= Jiaofang =

The Jiaofang Academy (教坊 (jiàofāng)), also translated as the Royal Academy or the Conservatory of Music and Dance, was the official school for training entertainers at imperial Chinese courts between the Tang dynasty and Ming dynasty, lasting more than 1000 years.

==History==
In the 7^{th} century, the Jiaofang academy was set up by Emperor Gaozu of Tang to teach performers music, theater, and dance for court entertainment. The name of the academy at first was the Inner Jiaofang Academy (Chinese: 內教坊), coordinated by the Court of Imperial Sacrifices (Chinese: 太常寺). In the years of Empress Wu Zetian, the Private Academy was once called Yun-Shao Palace (Chinese: 雲韶府, which means the place of cloud and sunlight). Finally, Emperor Zhongzong of Tang renamed the academy to the Jiaofang academy.

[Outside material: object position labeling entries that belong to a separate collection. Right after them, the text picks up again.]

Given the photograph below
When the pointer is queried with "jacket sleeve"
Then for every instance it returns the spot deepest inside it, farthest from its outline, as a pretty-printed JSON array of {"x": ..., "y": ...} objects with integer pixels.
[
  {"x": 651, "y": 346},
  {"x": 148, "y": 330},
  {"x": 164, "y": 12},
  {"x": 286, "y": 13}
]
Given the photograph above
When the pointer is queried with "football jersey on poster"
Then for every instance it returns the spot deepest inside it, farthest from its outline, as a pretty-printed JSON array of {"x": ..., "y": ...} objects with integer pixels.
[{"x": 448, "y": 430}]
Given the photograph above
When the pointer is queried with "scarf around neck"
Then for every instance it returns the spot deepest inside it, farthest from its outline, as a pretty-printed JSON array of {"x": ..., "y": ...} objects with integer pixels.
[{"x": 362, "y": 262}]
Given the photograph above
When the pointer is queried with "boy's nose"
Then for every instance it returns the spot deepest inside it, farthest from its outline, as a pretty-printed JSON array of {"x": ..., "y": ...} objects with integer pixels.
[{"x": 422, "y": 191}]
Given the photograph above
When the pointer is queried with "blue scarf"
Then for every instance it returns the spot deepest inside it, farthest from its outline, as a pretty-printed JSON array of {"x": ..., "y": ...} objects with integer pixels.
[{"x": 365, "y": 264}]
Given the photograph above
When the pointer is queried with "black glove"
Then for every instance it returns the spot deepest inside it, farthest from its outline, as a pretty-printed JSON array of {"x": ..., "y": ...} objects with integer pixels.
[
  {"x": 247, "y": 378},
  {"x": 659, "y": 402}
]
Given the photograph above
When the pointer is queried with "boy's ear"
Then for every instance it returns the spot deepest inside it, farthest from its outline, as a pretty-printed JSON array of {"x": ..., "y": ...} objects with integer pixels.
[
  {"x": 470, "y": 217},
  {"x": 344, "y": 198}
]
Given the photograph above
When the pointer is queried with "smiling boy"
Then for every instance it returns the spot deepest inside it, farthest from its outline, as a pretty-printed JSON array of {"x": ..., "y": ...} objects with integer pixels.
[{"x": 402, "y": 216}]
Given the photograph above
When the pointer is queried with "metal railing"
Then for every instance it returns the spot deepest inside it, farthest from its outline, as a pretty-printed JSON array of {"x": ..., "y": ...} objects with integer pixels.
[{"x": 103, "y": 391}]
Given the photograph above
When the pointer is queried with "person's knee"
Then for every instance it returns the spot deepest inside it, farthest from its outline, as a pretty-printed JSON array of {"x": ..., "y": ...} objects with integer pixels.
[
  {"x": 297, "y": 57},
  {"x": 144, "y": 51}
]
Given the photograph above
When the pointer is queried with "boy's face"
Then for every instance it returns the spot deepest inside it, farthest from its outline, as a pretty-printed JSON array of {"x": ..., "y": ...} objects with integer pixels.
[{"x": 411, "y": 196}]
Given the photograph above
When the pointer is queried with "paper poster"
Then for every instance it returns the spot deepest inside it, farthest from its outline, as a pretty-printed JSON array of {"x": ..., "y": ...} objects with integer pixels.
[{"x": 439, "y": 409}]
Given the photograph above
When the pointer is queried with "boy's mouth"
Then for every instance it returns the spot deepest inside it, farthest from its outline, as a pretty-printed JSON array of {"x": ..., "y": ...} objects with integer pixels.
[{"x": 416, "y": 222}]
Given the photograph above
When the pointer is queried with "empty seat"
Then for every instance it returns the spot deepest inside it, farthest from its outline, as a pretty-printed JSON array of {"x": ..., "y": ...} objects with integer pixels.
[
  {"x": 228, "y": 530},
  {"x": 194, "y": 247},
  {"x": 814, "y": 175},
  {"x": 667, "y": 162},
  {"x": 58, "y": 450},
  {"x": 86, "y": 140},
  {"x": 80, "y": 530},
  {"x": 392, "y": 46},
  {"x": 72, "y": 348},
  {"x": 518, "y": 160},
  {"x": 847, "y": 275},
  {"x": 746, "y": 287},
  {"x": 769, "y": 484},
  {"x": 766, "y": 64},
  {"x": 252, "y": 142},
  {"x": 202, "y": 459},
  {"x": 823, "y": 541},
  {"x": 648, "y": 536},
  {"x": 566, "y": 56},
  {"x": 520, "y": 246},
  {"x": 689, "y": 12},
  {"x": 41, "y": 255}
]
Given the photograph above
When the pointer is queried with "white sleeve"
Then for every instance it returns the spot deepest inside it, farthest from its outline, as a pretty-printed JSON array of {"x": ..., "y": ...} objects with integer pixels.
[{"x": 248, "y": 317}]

In the Song dynasty, the Jiaofang academy remained responsible both for the training and employment of a variety of musicians and entertainers tasked with performing for the court. These performers had very low social status, and even if their performances were praised by the gentlemen at court, they continued to be viewed and treated as lesser sorts. The Jiaofang academy officials who managed these performers and oversaw their performances occupied a more ambiguous social position. On some occasions they were accepted as proper gentlemen and promoted within the civil service; on others their promotion was rejected because they were viewed and treated as lowly entertainers. The varying reception and treatment of these officials demonstrates the extent to which occupational musical performance continued to be associated with low-status social groups, as their titles did not necessarily translate into social recognition as a gentleman.